Traditional Culture Encyclopedia - Traditional stories - What is a working capital loan? What's the difference between working capital loans and other capital loans?
What is a working capital loan? What's the difference between working capital loans and other capital loans?
Difference:
Working capital loan is a loan issued to meet the short-term capital needs of producers and operators in the process of production and operation, and to ensure the normal production and operation activities.
Other capital loan is a form of credit activity that banks or other financial institutions lend monetary funds at a certain interest rate and must return them. Loans in a broad sense refer to loans, discounts, overdrafts and other borrowing funds. Banks put concentrated money and monetary funds out through loans, which can meet the needs of social expansion and reproduction and promote economic development. At the same time, banks can also obtain loan interest income and increase their own accumulation.
I. Main varieties of working capital loans
1. Working capital revolving loan:
The lender and the borrower sign a loan contract at one time, and within the validity period stipulated in the contract, the borrower is allowed to withdraw money in installments, repay the loan one by one, and recycle the loan.
4. Zero compensation liquidity loan:
A working capital loan that customers can withdraw money in one lump sum and repay in installments.

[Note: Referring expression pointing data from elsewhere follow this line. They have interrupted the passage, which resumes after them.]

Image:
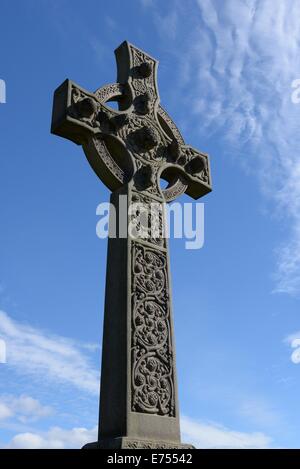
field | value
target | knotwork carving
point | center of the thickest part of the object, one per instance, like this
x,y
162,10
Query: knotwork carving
x,y
152,360
147,220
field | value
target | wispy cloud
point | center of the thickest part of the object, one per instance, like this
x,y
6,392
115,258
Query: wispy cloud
x,y
236,64
293,340
23,408
211,435
200,434
46,356
55,438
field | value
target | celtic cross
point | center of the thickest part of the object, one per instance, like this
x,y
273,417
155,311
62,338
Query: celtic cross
x,y
130,150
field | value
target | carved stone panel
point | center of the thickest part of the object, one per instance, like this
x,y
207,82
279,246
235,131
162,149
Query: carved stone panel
x,y
151,338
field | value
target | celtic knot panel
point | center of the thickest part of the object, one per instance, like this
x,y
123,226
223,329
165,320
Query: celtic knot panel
x,y
151,339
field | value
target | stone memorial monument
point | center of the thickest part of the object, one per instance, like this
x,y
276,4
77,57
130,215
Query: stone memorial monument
x,y
130,150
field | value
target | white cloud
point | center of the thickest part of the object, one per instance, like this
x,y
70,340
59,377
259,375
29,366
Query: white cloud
x,y
236,64
211,435
201,435
48,357
55,438
23,408
293,340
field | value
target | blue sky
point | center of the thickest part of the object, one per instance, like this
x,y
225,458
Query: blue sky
x,y
225,75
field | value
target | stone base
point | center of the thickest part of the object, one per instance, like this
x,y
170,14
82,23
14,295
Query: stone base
x,y
132,443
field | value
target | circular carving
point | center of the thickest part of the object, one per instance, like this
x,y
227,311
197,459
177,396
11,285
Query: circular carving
x,y
144,139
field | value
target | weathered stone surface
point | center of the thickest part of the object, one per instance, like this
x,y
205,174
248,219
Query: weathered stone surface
x,y
128,443
129,150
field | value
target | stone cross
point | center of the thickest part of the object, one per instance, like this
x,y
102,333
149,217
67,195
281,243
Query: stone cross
x,y
130,149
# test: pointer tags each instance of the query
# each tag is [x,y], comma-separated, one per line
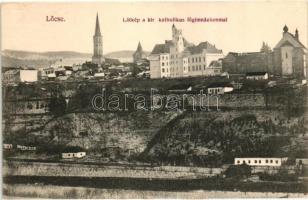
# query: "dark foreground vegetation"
[214,183]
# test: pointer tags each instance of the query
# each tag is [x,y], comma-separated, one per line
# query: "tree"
[57,106]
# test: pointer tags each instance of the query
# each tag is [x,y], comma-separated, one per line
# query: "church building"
[97,57]
[290,55]
[139,54]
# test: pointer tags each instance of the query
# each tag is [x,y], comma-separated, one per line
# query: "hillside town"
[251,127]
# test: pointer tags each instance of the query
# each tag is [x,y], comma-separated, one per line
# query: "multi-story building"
[139,54]
[290,55]
[179,58]
[288,58]
[16,76]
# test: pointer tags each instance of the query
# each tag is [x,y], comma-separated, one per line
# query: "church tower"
[97,57]
[177,39]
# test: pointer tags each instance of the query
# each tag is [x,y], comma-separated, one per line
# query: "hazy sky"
[24,25]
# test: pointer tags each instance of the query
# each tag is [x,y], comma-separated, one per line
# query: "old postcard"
[154,100]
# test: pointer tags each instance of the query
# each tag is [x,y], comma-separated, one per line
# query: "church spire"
[97,29]
[296,34]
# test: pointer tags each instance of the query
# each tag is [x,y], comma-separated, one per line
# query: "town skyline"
[223,34]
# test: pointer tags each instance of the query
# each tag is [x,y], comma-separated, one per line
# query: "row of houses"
[268,162]
[179,58]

3. Company account overdraft:
According to the customer's application, the overdraft limit of the account is approved, and when the deposit in the settlement account is insufficient, it is allowed to overdraw directly within the approved overdraft limit to obtain credit funds.
Second, the working capital loan business process
1. Apply for a loan. Enterprises apply for working capital loans from banks, and provide relevant materials of enterprises and guarantee subjects (when necessary).
2. Sign loan contracts and related guarantee contracts. After the enterprise's loan application is approved by the bank, the bank and the enterprise need to sign all relevant legal documents.
3. Implement the guarantee according to the agreed conditions and improve the guarantee procedures. If the enterprise is required to provide guarantee according to the bank's approval conditions and the signed guarantee contract, it is necessary to further implement specific guarantee measures such as third-party guarantee, mortgage and pledge, and complete relevant guarantee procedures such as mortgage registration and pledge delivery (or registration). If you need notarization, you also need to perform notarization procedures.
4. Issue loans. After all the formalities are completed, the bank will issue loans to the enterprise in time, and the enterprise can reasonably control the loan funds according to the loan purpose agreed in advance.